Lwala Community Alliance

- Located in Nashville, TN
- Joined December 4, 2014
- www.lwalacommunityalliance.org
Organization information
Lwala Community Alliance (LCA) is a dynamic health, education, and development organization with proven success in ensuring child survival, reducing the burden of HIV, and increasing school completion rates in rural Migori County, Kenya.
The eight year-old organization was founded by Kenyan brothers Milton and Fred Ochieng’, subjects of the documentary film Sons of Lwala. While the brothers were in college in the United States, they lost both of their parents to AIDS. Milton and Fred took this as a call to action to provide access to primary care in their home village and opened the Lwala Community Hospital, where more than 30,000 patient visits are provided each year.
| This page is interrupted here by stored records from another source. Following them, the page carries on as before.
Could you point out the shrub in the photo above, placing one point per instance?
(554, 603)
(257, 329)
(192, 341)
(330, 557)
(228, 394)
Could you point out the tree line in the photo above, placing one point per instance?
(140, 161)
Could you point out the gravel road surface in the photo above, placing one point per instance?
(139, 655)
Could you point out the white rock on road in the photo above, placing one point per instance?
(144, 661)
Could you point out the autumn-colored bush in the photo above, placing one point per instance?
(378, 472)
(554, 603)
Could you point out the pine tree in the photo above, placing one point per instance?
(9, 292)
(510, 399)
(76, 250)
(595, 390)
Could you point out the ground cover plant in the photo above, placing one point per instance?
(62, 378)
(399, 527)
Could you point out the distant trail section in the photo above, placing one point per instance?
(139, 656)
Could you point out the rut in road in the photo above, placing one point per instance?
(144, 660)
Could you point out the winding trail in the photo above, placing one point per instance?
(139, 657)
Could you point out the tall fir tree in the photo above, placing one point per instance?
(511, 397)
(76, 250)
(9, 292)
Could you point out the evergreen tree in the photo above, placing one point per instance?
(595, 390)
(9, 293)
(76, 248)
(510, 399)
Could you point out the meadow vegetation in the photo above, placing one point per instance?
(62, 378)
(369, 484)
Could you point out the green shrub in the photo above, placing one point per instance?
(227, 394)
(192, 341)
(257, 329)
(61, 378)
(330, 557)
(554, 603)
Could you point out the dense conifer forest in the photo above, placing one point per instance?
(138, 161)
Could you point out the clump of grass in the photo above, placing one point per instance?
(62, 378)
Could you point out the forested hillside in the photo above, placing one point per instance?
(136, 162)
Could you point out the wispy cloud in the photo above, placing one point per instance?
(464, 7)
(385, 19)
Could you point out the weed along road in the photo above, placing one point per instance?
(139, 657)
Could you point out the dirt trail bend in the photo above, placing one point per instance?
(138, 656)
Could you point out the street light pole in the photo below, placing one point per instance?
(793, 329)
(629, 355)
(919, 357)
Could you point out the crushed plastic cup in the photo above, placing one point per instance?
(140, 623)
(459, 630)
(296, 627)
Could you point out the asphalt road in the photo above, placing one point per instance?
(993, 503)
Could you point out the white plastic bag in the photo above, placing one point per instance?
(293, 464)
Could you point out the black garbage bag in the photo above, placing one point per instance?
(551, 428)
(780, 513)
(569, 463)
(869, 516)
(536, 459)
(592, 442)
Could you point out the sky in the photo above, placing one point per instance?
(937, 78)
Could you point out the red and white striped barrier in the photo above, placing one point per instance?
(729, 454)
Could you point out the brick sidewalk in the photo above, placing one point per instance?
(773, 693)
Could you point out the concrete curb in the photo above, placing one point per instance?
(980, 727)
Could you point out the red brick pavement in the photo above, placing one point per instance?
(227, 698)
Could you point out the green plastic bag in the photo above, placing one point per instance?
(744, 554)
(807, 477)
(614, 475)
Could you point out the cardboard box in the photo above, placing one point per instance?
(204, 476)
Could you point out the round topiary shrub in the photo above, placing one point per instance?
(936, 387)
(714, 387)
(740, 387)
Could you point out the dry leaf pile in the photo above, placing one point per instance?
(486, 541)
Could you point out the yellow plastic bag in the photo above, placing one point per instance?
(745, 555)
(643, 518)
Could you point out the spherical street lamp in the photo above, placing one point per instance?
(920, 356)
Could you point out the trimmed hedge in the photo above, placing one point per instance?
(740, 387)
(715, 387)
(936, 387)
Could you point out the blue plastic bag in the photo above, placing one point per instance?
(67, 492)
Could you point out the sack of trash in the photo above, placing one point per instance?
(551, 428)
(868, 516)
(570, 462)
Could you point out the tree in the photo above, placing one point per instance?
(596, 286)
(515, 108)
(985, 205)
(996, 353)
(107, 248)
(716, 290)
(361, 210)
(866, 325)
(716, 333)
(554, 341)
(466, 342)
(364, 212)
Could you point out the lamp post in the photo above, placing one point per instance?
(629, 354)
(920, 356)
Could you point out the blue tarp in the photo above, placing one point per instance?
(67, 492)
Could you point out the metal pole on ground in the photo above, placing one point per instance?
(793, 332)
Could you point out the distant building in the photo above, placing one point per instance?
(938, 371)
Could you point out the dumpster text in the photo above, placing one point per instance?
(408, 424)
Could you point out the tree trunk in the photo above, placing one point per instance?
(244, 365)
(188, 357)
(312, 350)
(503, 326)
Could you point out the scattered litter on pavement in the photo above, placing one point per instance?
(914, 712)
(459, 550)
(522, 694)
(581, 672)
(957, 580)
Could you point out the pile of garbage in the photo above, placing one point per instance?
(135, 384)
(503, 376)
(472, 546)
The hospital now sits at the center of a multidimensional program model which includes ongoing public health outreach to 3,800 homes, auxiliary education projects reaching 6,000 students at 15 public schools, and micro-enterprise activities equipping hundreds of local people with business and agricultural skills. This body of work has scaled significantly since 2007 to serve a population of more than 20,000 people and employ more than 180 Kenyans.
LCA U.S. is based on the beautiful campus of Vanderbilt University in Nashville, Tennessee where an affiliation with the university’s Institute for Global Health has thrived since the organization’s inception. A team of five in the U.S. supports the staff of 76 in Kenya, where a Managing Director oversees the programmatic activities on the ground. LCA’s annual revenue has quadrupled in recent years, and the current budget of $2 million is supported by partnerships with a diverse group of funders such as Ronald McDonald House Charities, Johnson & Johnson, and the Segal Family Foundation. The organization has been featured by Apple, the Clinton Global Initiative, NPR, ABC World News, and CNN.